Post by bystander » Tue Apr 18, 2017 4:20 pm

Live fast, die young: quiescent galaxies in the early universe
astrobites | 2017 Apr 18
Christopher Lovell wrote:
Galaxies in the early universe tend to be young and carefree. They have plenty of gas, and set about vigorously forming lots of stars. As a galaxy gets older though, it starts to run out of gas and becomes quiescent, no longer forming stars (see these bites for more details on quiescent galaxies). Theorists predict that it takes at least a few gigayears to deplete the gas, and this can be sped up by mergers and interactions with other galaxies. So, the further away we look (which corresponds to looking further back in time) the fewer quiescent galaxies we expect to see.
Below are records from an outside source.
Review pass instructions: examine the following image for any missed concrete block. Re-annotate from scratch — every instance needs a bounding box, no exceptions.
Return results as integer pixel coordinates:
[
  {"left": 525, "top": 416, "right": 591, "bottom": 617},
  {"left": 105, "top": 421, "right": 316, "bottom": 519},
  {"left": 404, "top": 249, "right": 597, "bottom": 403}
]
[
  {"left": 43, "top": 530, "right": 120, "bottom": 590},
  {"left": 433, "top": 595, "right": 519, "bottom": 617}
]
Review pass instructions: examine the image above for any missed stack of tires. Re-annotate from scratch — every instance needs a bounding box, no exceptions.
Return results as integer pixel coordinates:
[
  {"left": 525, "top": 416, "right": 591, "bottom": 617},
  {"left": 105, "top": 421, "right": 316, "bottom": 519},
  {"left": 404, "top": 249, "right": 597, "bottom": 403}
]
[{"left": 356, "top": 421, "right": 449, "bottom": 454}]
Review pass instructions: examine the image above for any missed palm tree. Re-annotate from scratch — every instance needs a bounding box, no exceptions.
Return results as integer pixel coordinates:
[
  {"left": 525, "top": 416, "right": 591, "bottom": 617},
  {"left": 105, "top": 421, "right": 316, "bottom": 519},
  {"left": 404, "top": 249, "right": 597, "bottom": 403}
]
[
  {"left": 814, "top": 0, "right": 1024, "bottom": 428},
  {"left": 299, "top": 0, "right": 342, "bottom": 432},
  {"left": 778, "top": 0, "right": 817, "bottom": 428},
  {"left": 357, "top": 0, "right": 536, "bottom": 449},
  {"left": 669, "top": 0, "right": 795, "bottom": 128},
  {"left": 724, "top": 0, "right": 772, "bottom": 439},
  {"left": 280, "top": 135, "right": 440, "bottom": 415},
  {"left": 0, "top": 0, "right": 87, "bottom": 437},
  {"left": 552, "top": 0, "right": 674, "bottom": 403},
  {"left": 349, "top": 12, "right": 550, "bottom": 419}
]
Today’s paper is about the snappily named ZF-COSMOS-20115, a quiescent galaxy at the unusually high redshift of 3.7, around one and a half billion years after the big bang. It has a mass equivalent to 170 billion suns, making it one of the most massive galaxies at this point in the universe’s history (much bigger than other similarly quiescent galaxies at this time), but it’s also very compact, less than a kiloparsec across (in comparison, our own Milky Way is ~ 50 kiloparsecs across). How did ZF-COSMOS-20115 become quiescent so quickly after forming, and is it a challenge to our current understanding of galaxy evolution? ...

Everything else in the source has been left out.